По ночам, пока он спал, его дух покидал земное тело и летал в пространстве куда ему вздумается — само собой, чтобы творить добро: исцелять больных, утешать умирающих, защищать убогих, подбадривать тех несчастных, что в отчаянии, на грани самоубийства не находят, где бы уцепиться за жизнь. Когда он возвращался из таких полетов, дух, по его ощущениям, проникал обратно в тело, словно масло — в промокашку. Магалена Меркадо восхищенно слушала. Этот человек — истинный святой. Пусть многие и считают его пометанным Если уж проституция, может статься, — своего рода святость, кто поручится, что безумие — не святость? Дон Анонимо всегда казался ей сбившимся с пути святым. Она помолчала, в который раз попросила Святую Деву вернуть дона Анонимо («Кто знает, может, мы его, хулигана этакого, застанем в поселке», — утешил ее Христос из Эльки) и рассказала, как однажды вечером у нее дома в Вошке старик, по-собачьи свернувшийся на тюфяке, пока она пила чай за столом, подозвал ее, положил голову ей на колени и поведал, как ему жилось в Доме Бесноватых. Он говорил словно во сне, тихим ровным голосом без всякого выражения, иногда невнятно. Она уловила, что санитары сажали пациентов на цепь или скручивали смирительными рубашками в глухих карцерах; иногда, чтобы утихомирить, прикладывали им пиявок, поили бронебойным слабительным, заставляли курить опий или гашиш, но чаще всего просто избивали палками, хлестали ремнями и обливали ледяной водой. Или сажали в колодки. А бывало, провинившихся тихих подселяли к буйно помешанным. Женщин наказывали в отдельных палатах. Рассказав все это и еще много чего чудовищного, что Магалена толком не поняла, он уснул, как младенец. Она долго сидела в остолбенении, потому что никогда прежде не слышала от него таких ужасов.

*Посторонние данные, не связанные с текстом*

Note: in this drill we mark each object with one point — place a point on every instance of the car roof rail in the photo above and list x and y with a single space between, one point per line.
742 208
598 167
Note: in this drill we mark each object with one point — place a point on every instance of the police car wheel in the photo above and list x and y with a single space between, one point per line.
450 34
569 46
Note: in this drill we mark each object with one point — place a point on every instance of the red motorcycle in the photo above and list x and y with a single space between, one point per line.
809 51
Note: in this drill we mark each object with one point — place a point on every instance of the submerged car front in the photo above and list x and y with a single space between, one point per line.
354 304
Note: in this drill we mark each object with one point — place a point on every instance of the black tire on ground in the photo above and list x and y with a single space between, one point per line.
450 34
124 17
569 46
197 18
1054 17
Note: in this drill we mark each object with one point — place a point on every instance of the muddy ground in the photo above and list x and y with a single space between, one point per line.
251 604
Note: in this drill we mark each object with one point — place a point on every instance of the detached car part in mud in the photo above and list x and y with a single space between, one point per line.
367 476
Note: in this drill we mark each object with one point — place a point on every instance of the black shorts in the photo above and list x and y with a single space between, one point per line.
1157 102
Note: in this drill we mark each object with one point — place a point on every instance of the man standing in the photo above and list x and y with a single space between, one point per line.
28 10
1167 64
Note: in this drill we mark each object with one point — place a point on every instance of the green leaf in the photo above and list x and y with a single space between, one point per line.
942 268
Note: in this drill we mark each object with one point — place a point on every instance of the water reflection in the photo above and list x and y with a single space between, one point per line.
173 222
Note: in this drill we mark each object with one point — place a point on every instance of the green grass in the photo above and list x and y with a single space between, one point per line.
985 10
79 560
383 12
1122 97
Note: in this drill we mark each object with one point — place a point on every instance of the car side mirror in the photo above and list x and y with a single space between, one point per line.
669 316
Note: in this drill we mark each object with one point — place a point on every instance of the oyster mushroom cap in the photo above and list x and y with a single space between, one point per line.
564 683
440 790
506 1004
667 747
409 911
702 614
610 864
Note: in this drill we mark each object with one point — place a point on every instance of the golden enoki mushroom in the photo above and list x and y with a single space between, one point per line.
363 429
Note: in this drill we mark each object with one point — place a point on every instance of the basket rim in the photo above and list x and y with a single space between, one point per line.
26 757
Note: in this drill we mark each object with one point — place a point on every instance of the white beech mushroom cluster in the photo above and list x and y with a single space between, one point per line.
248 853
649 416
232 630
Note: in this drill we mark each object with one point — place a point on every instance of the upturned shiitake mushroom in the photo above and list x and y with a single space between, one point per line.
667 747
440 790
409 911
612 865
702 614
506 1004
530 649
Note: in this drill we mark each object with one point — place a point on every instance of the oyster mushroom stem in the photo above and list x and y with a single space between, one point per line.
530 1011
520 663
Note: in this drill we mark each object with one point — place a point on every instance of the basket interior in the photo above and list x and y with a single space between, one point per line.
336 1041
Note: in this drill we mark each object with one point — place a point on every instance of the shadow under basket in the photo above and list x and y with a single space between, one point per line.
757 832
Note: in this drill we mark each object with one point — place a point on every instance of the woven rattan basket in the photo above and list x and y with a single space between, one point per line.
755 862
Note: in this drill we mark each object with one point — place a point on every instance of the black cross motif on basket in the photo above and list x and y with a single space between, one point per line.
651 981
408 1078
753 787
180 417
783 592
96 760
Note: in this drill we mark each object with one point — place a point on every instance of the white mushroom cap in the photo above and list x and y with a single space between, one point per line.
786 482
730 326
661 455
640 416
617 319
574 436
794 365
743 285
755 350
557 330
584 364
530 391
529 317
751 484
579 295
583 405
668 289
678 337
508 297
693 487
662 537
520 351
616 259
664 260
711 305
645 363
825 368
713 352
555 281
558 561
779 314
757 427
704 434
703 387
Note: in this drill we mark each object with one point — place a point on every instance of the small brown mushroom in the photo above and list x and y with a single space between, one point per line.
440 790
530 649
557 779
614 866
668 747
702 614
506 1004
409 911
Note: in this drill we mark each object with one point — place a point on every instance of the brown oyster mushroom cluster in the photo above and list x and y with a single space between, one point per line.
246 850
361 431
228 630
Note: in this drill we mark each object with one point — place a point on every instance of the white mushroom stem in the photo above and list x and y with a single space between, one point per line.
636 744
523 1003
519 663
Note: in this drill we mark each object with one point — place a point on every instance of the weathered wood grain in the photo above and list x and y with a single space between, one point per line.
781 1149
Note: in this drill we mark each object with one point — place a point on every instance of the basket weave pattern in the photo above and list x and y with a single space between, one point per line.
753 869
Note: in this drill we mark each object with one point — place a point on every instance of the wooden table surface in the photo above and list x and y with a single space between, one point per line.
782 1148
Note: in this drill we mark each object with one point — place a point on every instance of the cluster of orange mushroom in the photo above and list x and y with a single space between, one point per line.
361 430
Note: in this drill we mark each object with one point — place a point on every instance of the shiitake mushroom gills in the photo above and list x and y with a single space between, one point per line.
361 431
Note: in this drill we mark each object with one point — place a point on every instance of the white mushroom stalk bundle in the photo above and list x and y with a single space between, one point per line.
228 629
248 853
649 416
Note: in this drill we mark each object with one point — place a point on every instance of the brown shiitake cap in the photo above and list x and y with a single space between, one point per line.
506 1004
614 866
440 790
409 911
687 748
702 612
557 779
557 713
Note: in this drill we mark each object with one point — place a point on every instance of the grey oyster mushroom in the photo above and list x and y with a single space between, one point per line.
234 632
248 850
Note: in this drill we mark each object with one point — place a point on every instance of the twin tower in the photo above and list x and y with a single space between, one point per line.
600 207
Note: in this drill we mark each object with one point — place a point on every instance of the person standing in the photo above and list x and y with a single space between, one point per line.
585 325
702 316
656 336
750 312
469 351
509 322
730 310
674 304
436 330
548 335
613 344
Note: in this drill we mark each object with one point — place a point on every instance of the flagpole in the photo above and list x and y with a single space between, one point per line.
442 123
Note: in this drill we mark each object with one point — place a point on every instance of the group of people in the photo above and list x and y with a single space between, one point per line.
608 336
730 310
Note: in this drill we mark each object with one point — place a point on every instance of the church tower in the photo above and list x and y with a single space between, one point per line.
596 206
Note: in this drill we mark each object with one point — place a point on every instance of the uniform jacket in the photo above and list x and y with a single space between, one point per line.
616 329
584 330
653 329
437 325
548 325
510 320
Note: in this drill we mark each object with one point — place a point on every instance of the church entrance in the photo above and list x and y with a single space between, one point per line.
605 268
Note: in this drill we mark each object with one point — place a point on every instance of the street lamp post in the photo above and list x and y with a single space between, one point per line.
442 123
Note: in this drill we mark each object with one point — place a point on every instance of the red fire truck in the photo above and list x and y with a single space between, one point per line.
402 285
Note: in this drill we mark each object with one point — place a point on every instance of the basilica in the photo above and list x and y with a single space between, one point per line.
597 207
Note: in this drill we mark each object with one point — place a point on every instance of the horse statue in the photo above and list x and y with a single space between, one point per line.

Через час на грунтовой дороге показался огонек. Это катил на велосипеде дон Мануэль.
В руке он держал карбидную лампу.
С новой запчастью мотор завелся с первого раза. Довольные, они расселись в автомобиле. Магалена Меркадо заняла место в кабине рядом с доном Мануэлем. Христос из Эльки вскарабкался в кузов. Как только тронулись, послышалось кудахтанье. Христос из Эльки спрыгнул и прокричал дону Мануэлю, чтобы остановился. На земле они обнаружили мертвую Симфорозу, задавленную задним колесом. Никто не заметил, что курочка пристроилась спать под покрышкой. Жалобный крик прорезал ширь пампы. Пришлось отряхнуть птичий трупик, долго-долго утешать Магалену Меркадо — она качала курицу на коленях, рыдала и сморкалась, — убеждать ее — особенно настаивал дон Мануэль, которому нужно было в полночь быть на прииске, — что лучше, Магита, схоронить Симфорозу во дворике ее дома в Вошке, а не на холме, у подножия креста из шпал, — но в конце концов они выдвинулись-таки в путь. На сей раз Христос из Эльки тоже уместился в кабине и, прижимая к себе Магалену Меркадо, старался успокоить ее. До Нового года оставалось меньше часа. «Форд» фыркал и подскакивал на кочках, грозя вот-вот развалиться, а Магалена Меркадо гладила еще теплое тельце Симфорозы и словно чужим голосом сетовала, что давешний сон ее сбылся.